Bryan Gillson - Senior Director Product Management
Update: As of September 9, 2010, source code downloads of PGP software are again available.
Encryption has always been about trust. Questions about who you trust and who you distrust, are critical to determining whether (and how) to encrypt your data. Of course, trust-related questions go beyond just specific threats and extend directly to the selection of an encryption vendor.
This is why, since its founding, PGP Corporation has made its source code publicly available for cryptographic review. We feel that the ability for the public to study our source code and personally confirm the quality, validity, and security of our cryptographic implementations has been a key reason for the trust placed in PGP Corporation and our products. This belief has been reinforced by many customers across the spectrum: corporate, individual, educational, and government.
Now that PGP Corporation is a part of Symantec, many customers have asked whether we will continue to publish our source code. In other words, does Symantec share this commitment to security and trust? The short answer is “Yes.” Symantec’s management team believes as we do: confidence in cryptographic implementations is critical to securing data against the latest sophisticated threats coming from organized criminals and nation states.
The longer answer is slightly more complex.
As with all U.S. companies selling strong encryption software, Symantec must comply with U.S. federal export regulations. These regulations require the filing of detailed information about ciphers, algorithms, functionality, and implementations. After review by the appropriate federal agencies, the products are assigned a classification and various ID numbers (you can see our existing export information here: http://www.pgp.com/products/export_compliance.html).
As part of the acquisition by Symantec, all of PGP Corporation’s products must be reclassified – and this includes the source code we make available. Standard process would involve removing our source code from our download section during the period of review. However, Symantec understands the potential impact this would have on our customers’ trust, and the questions it could raise.
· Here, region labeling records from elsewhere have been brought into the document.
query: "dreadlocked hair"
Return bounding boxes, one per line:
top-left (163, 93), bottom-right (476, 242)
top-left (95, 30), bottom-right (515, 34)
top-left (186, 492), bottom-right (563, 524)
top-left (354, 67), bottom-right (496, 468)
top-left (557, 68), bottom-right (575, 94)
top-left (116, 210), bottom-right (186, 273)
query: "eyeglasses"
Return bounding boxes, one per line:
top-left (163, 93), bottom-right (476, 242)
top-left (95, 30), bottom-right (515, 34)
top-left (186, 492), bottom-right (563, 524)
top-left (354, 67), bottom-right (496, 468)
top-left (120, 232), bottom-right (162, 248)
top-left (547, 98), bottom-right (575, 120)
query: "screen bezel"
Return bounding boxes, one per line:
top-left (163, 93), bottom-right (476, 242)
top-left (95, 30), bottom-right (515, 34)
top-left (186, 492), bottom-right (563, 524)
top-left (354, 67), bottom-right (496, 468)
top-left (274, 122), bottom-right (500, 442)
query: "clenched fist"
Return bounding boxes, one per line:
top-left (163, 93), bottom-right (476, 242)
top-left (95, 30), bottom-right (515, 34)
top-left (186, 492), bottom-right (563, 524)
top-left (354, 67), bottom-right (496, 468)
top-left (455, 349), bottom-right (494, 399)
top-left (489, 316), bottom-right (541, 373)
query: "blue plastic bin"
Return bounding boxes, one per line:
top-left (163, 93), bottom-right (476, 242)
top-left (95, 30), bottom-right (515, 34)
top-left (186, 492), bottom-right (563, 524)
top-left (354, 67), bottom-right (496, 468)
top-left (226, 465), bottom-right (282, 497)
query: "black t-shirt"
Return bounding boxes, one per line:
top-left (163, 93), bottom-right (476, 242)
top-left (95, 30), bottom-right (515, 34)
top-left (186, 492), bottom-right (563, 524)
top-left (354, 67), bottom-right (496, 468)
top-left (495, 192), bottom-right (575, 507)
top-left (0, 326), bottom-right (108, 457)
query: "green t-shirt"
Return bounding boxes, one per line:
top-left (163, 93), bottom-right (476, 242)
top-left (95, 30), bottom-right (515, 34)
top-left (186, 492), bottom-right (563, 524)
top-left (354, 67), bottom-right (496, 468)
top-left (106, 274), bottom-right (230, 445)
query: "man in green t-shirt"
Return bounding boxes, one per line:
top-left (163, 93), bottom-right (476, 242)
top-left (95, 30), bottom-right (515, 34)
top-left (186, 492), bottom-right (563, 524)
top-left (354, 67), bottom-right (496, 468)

Consequently, during this review period we have reached a compromise under which we will allow download and review of our source code only from within the United States. This compromise allows us to continue with this important policy while also satisfying the strict regulations under which encryption vendors must operate.
Transparency is another element of trust, so we wanted to be sure to publicly communicate this change and the rationale. While it may cause some frustration for our many users outside of the U.S., we hope you understand. We expect this will be temporary and will update our blog and source code download pages when the review and reclassification is complete.